Fizjonomia:Let us die young or let us live forever.
W momencie zatrzymania przemiany, był młodym (na oko dwudziestoletnim) mężczyzną o bladej skórze, pokrytej w niektórych miejscach pieprzykami. Jak większość rodzeństwa, już jako człowiek był tak blady, nawet jeśli spędzał sporo czasu na zewnątrz.
Jego oczy mają zwykle zielony kolor, ale czasem wydają się niemal całe czarne albo ciemnobrązowe, w zależności od tego jak pada światło. Włosy mężczyzny też ciężko określić jednym kolorem, są one brązowe z rudymi refleksami, chociaż pod słońce wydają się czasem jaśniejsze.
Jego cała sylwetka jest umięśniona, jednak nie przesadnie. To nie jest typ tanka, tylko bardziej wygląda jak biegacz przez fakt solidnie wyrzeźbionych łydek oraz zaznaczonych mięśni.

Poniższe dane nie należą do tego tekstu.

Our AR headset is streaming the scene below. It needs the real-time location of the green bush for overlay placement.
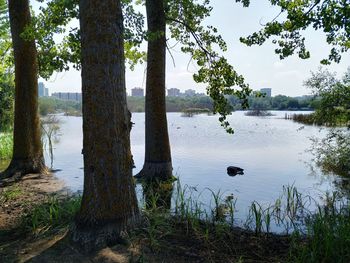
[0,133,13,160]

Podczas żywienia się albo tuż przed, pod jego oczami pojawiają się widoczne żyły, kły się wydłużają, a oczy mężczyzny stają się czerwone (białka pokrywa czerwień).
Strój utrzymany w ciemnych kolorach, przypomina bardzo te jakich używano w starszych czasach. Charakterystyczny jest długi płaszcz, który posiada także kaptur, jaki może zostać w każdej chwili zaciągnięty na głowę, ukrywając twarz całkiem w mroku. Do tego posiada rękawicę ze wzmocnionej skóry, przy której znajduje się linka do wspinaczki jak i ukryte ostrze. Oprócz tego posiada szeroki pas, do którego można przymocować niewielką sakiewkę z ziołami czy nabojami.
Cechy Charakteru:This darkness is the light.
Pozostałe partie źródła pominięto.